Solo il 3% delle vittime è stato ritrovato con i documenti in tasca. Dal 2000 le indagini hanno compiuto un sostanziale salto di quantità e qualità con un progetto pionieristico dell’International Commission on Missing Persons. Per la prima volta al mondo si è potuto prelevare un campione di DNA dal sangue dei parenti delle persone scomparse per confrontarlo con quello estratto dalle ossa dei corpi anonimi riesumati.
Il team del Podrinje non è stato più costretto a mandare i campioni di DNA a Sarajevo o all’estero, perché a Tuzla sono stati creati un laboratorio e un database. Nel giro di due mesi i risultati degli esami, che consentono di risalire all’identità della persona scomparsa, erano e sono pronti.

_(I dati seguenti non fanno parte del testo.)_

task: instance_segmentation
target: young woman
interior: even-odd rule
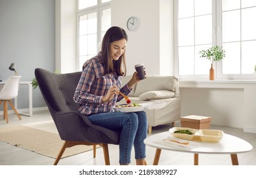
[[[112,27],[106,32],[102,51],[83,65],[73,99],[81,105],[79,111],[87,115],[92,123],[121,130],[120,165],[130,163],[133,146],[136,164],[144,165],[144,140],[147,130],[146,113],[114,112],[112,108],[123,99],[119,91],[127,95],[140,81],[135,72],[130,81],[121,88],[121,77],[126,72],[124,56],[127,40],[126,32],[119,27]]]

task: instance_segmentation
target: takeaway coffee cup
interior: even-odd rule
[[[144,75],[144,65],[143,64],[137,64],[134,66],[136,71],[138,72],[138,76],[140,79],[144,79],[145,78]]]

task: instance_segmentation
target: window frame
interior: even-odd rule
[[[213,45],[222,46],[222,0],[212,1],[212,44]],[[209,74],[206,75],[180,75],[179,74],[179,46],[178,46],[178,0],[174,1],[174,74],[180,79],[204,80],[209,79]],[[240,19],[240,20],[241,20]],[[240,24],[240,27],[241,24]],[[241,31],[240,32],[241,33]],[[239,42],[243,41],[240,39]],[[195,45],[194,45],[195,46]],[[240,46],[240,51],[241,46]],[[241,53],[240,53],[240,55]],[[225,59],[223,59],[225,60]],[[240,61],[241,58],[240,57]],[[209,66],[209,69],[211,66]],[[255,80],[256,75],[239,74],[222,74],[222,61],[213,62],[213,67],[215,70],[215,80]],[[240,66],[240,68],[241,67]]]
[[[82,15],[88,15],[92,13],[96,13],[97,15],[97,43],[102,42],[102,12],[104,10],[111,9],[111,1],[102,3],[102,0],[97,0],[97,5],[89,8],[79,10],[79,1],[77,0],[77,28],[76,28],[76,39],[77,39],[77,50],[76,50],[76,69],[77,71],[81,71],[82,69],[79,67],[79,17]],[[97,48],[97,53],[99,52],[99,48]]]

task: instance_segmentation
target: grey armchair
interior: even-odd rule
[[[110,165],[108,144],[119,144],[120,132],[92,124],[78,111],[73,100],[82,72],[56,74],[37,68],[34,71],[39,88],[46,102],[61,139],[64,143],[54,165],[57,165],[66,148],[76,145],[93,145],[103,149],[105,165]]]

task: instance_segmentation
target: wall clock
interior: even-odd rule
[[[139,29],[140,21],[138,17],[131,17],[127,20],[127,29],[130,31],[136,31]]]

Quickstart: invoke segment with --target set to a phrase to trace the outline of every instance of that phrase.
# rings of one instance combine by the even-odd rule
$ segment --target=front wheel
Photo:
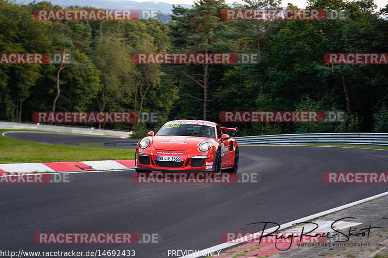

Un vantaggio fondamentale del DNA è quello di connettere le diverse parti di un corpo; sarebbe impossibile farlo senza, perché i resti umani sono stati frammentati e dispersi in fosse comuni secondarie e terziarie. Gli anatomopatologi e gli antropologi hanno esaminato 17.000 corpi o frammenti di essi recuperati in 430 siti, di cui 94 fosse, riconducibili al genocidio di Srebrenica. L’ICMP ha raccolto 22.306 campioni di DNA, che equivalgono a 7.745 persone, 6.940 delle quali riconosciute grazie al DNA. I metodi tradizionali d’identificazione hanno consentito di individuarne trentatré.
L’ultima scoperta di una fossa comune risale al 2010: “La politica ha mostrato indifferenza verso il nostro lavoro. Non interessava crearci dei problemi. La frequenza dei ritrovamenti è diminuita sensibilmente. Se si scoverà un’altra fossa comune, cambieranno molte cose”. Durak crede sia ancora possibile: “È stata denunciata la scomparsa di 8000 individui. All’appello mancano più di mille persone. Molti corpi sono stati seppelliti incompleti, quindi le parti mancanti sono ancora lì fuori. Dove? Vedremo. Le riesumazioni andranno avanti”.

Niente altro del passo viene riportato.